5.3 Study Limitation.
In sum, the mathematical model and the control algorithm developed in this work may contribute to safe closed-loop controlled automation of the Exo-Abs.
However, this work has a limitation in terms of sample size: 10 males is small and can possibly be biased. We speculate that the black-box mathematical model of abdominal mechanics interacting with the Exo-Abs in Eq. (2) may still be effective by virtue of its flexibility. However, its optimal structure may change if a large number of diverse patients are considered. Hence, investigating the goodness of the mathematical model across a wide range of patient cohort will be a rewarding future work to strengthen the potential of the Exo-Abs to autonomously assist breathing function in many patients with guaranteed safety.
6 Conclusion
We developed and in silico evaluated a model-based closed-loop control algorithm for the Exo-Abs to automate its breathing assistance function. The control-oriented mathematical model of the Exo-Abs faithfully captured the complex abdomen-lung dynamics involved in the breathing assistance provided by the Exo-Abs. The robust absolutely stabilizing gain-scheduled PI control algorithm for the Exo-Abs showed promise in automating its breathing assistance. Future work is required to experimentally evaluate the efficacy, safety, and comfort of the closed-loop controlled breathing assistance provided by the Exo-Abs. In addition, future work is required to extend the scope of automation to many other everyday respiratory functions (including coughing and speaking).
Funding Data
The U.S. Office of Naval Research under (Grant No. N00014-23-1-2828; Funder ID: 10.13039/100000006).

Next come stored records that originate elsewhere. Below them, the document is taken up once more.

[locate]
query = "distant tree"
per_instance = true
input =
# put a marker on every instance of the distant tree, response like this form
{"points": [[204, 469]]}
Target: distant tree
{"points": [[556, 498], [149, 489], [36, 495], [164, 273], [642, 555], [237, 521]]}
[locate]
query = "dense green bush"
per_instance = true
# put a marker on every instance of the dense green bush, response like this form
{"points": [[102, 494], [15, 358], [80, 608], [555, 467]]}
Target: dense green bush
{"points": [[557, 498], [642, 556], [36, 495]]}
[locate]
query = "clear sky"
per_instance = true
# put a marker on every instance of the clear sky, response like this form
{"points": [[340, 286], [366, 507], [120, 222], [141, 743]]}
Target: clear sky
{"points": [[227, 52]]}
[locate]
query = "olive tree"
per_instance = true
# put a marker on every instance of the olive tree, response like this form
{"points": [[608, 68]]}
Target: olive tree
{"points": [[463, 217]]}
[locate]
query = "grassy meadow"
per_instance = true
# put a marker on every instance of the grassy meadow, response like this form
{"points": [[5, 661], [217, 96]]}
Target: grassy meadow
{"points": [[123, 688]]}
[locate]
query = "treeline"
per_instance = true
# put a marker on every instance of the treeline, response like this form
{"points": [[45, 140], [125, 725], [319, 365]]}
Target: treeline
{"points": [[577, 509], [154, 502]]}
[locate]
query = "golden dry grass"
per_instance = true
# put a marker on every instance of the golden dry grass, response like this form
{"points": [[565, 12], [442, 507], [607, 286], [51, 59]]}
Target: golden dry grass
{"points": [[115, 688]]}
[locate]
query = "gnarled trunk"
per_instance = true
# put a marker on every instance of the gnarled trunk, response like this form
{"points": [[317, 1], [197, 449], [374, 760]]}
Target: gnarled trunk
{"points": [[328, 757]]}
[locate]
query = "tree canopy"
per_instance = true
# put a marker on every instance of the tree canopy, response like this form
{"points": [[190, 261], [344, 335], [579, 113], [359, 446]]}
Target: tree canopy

The National Research Foundation of Korea under (Grant No. NRF-2016R1A5A1938472; Funder ID: 10.13039/501100003725).
The Ministry of Health and Welfare, Republic of Korea (Korea Health Technology R&D Project, Korea health Industry Development Institute) (Grant No. HI19C1352; Funder ID: 10.13039/501100003625).
Data Availability Statement
The datasets generated and supporting the findings of this article are obtainable from the corresponding author upon reasonable request.